Emojis began in a Japanese interface designing office in 1999. It all started when Shigetaka Kurita and a couple of his colleagues sketched up a 12×12 pixel pictograph for DoCoMo, a Japanese mobile operator 📶. The initial release of 176 emojis was endorsed by the latter and offered as an added feature to all their existing and new customers.

Eventually, the number of emojis on the list did surpass expectations 🔝 , but they did not leave the Japanese borders . Emojis remained a niche part of virtual communication in Japan until 2010. It was then that Unicode took to globalizing emojis 🌐. However, emojis became an international trend only in 2012 🗓️.

The Reason For Creating Emojis

The reason we use emojis today is not very different from the reason they were created in the first place ☝🏾. Emojis were a prioritized design on Shigetaka Kurita’s team to create symbols that spoke louder than words 📢 and comparatively occupied lesser space 🤏🏾.

These strict criteria, not to forget the insane dimensions, was required in order to fit into the rigidly limited e-mail character count 🔢 back then. Emojis soon became an efficient manner of speech 🗣️ online, without the need for words.

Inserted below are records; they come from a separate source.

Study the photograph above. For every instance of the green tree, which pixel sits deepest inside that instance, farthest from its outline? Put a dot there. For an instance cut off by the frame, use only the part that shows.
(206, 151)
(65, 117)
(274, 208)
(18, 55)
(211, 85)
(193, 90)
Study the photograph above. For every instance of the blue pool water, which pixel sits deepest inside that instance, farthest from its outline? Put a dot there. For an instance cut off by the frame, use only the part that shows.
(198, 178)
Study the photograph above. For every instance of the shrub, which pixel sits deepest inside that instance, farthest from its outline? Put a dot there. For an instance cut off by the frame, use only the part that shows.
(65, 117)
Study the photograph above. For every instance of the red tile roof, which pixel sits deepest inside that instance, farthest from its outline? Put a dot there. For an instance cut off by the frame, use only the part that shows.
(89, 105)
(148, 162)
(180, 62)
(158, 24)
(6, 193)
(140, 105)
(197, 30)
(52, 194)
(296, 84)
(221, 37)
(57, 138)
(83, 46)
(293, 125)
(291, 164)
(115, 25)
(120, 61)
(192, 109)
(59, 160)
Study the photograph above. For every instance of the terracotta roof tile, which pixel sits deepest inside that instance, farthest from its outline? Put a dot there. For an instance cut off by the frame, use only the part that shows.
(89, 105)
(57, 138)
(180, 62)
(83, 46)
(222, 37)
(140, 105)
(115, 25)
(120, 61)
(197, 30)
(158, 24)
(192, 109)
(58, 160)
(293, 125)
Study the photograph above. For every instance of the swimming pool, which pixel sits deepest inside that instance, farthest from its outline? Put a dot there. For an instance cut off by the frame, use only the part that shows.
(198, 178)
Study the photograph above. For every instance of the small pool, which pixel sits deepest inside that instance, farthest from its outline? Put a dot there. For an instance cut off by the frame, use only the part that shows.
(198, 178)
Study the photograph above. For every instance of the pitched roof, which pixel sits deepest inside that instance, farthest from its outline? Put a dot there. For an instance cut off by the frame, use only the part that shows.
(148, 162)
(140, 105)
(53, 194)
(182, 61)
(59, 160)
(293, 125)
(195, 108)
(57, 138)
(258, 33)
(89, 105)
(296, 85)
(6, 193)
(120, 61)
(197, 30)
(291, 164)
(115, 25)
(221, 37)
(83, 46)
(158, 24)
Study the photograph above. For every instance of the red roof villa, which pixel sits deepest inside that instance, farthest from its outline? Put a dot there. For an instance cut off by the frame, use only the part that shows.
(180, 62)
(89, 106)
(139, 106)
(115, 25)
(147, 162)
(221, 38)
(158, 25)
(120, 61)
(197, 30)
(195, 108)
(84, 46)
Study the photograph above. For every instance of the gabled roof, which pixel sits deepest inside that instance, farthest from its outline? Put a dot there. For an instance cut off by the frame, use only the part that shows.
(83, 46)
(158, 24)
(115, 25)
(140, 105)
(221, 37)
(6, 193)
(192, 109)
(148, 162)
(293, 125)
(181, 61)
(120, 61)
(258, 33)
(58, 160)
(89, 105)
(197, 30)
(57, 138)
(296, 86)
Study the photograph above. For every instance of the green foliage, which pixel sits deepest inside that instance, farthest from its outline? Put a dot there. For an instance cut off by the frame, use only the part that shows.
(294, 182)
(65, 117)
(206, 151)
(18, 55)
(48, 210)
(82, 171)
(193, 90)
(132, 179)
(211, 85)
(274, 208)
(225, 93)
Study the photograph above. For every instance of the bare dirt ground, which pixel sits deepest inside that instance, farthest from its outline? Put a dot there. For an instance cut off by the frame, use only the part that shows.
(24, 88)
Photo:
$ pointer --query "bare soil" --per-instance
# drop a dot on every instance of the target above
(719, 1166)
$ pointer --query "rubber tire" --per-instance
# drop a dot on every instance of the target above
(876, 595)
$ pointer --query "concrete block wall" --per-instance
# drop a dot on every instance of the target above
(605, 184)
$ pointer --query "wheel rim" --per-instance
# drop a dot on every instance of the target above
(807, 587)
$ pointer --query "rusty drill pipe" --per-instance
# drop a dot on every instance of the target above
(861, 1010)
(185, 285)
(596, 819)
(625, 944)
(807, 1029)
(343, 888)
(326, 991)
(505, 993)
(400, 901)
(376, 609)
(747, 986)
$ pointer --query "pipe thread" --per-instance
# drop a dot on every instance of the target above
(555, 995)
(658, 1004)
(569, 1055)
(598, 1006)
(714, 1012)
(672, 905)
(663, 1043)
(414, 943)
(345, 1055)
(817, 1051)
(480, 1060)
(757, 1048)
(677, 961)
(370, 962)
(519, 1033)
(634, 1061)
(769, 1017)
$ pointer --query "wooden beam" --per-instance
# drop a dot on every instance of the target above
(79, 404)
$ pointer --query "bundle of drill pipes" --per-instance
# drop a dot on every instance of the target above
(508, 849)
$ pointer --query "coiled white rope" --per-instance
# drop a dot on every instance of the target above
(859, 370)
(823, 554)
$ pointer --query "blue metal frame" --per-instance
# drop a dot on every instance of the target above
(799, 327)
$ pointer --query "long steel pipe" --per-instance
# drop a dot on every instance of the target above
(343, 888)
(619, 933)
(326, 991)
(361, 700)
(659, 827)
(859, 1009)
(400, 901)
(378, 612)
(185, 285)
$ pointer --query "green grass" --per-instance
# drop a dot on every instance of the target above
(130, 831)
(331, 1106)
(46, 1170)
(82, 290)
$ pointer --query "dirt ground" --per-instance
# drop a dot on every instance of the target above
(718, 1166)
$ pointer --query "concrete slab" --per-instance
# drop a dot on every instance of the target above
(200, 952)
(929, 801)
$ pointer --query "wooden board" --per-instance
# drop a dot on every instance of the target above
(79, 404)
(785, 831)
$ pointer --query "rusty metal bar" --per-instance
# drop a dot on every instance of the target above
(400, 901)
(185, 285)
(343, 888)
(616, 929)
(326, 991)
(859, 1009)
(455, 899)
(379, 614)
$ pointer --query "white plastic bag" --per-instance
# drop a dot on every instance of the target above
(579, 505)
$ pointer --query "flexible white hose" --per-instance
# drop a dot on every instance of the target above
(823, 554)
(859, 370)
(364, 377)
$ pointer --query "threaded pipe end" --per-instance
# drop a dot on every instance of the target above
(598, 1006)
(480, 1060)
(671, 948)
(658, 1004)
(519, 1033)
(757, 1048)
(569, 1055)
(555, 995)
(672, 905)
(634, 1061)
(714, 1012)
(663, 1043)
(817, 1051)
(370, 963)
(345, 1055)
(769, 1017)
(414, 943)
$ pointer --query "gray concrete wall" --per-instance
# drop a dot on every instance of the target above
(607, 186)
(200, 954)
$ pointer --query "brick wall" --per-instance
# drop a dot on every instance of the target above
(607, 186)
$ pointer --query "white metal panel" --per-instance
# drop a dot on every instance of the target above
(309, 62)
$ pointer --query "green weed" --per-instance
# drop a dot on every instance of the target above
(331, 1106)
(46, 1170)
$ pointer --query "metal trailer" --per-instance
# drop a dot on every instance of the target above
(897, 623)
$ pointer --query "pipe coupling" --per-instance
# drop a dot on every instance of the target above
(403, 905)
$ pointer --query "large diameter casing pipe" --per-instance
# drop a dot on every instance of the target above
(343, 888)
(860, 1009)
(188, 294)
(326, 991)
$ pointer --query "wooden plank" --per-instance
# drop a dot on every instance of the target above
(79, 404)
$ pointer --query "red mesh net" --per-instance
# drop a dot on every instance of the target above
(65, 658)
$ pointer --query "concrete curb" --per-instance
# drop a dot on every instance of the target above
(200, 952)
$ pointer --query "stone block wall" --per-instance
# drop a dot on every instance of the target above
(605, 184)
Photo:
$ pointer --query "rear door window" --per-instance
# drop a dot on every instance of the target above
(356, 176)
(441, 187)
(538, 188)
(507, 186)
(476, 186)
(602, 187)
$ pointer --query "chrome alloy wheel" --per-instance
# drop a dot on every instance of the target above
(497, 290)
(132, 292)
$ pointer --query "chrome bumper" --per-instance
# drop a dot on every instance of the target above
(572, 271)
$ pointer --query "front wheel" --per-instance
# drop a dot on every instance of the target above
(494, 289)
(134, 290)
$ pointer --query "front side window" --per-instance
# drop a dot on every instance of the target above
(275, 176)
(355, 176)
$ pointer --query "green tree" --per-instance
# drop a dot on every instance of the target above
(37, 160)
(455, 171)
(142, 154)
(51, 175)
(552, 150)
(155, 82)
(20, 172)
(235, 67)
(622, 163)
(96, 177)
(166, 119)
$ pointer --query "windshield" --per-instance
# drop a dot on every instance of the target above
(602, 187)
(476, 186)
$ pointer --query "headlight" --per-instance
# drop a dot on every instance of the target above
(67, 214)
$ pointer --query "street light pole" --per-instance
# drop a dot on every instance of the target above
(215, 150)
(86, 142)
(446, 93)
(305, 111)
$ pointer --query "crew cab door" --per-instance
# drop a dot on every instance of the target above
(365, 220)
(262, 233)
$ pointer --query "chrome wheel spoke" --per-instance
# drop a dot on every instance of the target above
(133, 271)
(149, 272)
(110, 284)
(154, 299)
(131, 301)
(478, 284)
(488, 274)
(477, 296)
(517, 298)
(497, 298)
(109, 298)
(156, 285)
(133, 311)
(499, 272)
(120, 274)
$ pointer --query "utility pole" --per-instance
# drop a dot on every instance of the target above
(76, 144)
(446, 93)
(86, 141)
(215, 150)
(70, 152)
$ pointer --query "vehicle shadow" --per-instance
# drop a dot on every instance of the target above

They planted the language of pictures 🍀.

✨ The Inspiration ✨

Some pictographs

So far, we know that emojis are a Japanese invention 🔍. In fact, emojis were formerly made to be used as linguistic symbols on Japan’s emailing platform(s) 📧. Hence, it can be safe to say that emojis became a vital part of Japan’s digital language back in the day. Though that’s not entirely true, in some sense, it is 🤔.

Emojis are based on kanji, the modern Japanese writing system ✍🏾. Now, kanji is a part of the Japanese alphabet, but with pronounced Chinese characters that are highly pictorial by nature 🌳. Going through and through it all, the ideographic Chinese alphabet reveals itself as the inspiration for emojis 😎.

World Emoji Day 📅

World Emoji Day was first coined in 2014 by Emojipedia 😃📙. They were the first to come up with the idea and the need to dedicate a day to these pictographs that we use so often. Ever since, World Emoji Day has been a celebration for all emoji users, emoji enthusiasts, and emojiologists alike.

Many operating systems and leading designers await the 17th of July to make big announcements 📣 about emoji renovations and releases of new emoji designs and sketches. Microsoft Fluent, for example, has announced a refreshing look 🧋 for all emojis, that will soon reflect on all platforms and devices. Five new designs 🖐🏾 follow the announcement.

Emoji Stats 📊

With a decade worth of emoji usage on a global level, it’s naturally magnetizing 🧲 to be informed of the statistics, because emojis are not just symbols or characters 🙅🏾. These pictographs depict human emotion to a larger extent. And we’re curious to know the winning emotion 🏆.

The new generation may not find joy, happiness and laughter as endearing as the rest of us. Though millennials and gen-z-ers tend to be a lot grumpier and angrier, a greater portion of emoji users favour the laughing emoji or the emoji 😂 with tears of joy the most. This only goes on to say so much about us. Either we’re laughing with the joke or at it 🤣.

The Big Question 🤯

There are many linguists and communication experts who condemn the existence of emojis 👎🏾 and the terrifying extent to which we use them 😱. Emojis are thought of as a dangerous stream of communication that can dissolve all humane capacity to use our words 🔰.

Emojis can never drown 🌊 the language we, humans, built for ourselves. They only enhance the experience of human connection 🫂 through speech and chat. In any case, only emojis hardly do the talking 🤫. Unless, the sender isn’t thinking enough 🥴. They’re made to involve emotion to a rather objective tone of digital communication 😐. And we know how many words explaining an emotion takes.

Bridging the Gap 🌉

If we were to say that we’re cheering for you without a hint of emotion, it would be akin to mechanical, robotic language 🤖. There’s no emotion there. In person, we feel that connection 🙌🏾 because the speaker and the receiver can see each other 👀, therefore, can understand the intent and the tone with which the communication is taking place 👍🏾.

Online, there’s an emotional gap 🕳️. The sender says that he/she is rolling on the floor, laughing. 🆒. The message is sent and received 🤣. But something was lost along the way. The right words were definitely used on either side of the digital wall 🧱, but emotional honesty? Yes, emojis too are not always used honestly 😇, but at least, they interpret emotion that’s painstaking to communicate with texted words.

When we use emojis, we take the time to find the one. Which means, we take the time to translate what’s on our mind, by relentlessly looking for the right emoji to show what we mean 🎭. That’s what emojis do. They bridge the gap of emotional honesty 🤕 by bringing together people who are only physically distant 👨‍❤️‍👨. They don’t stretch that distance 🍜.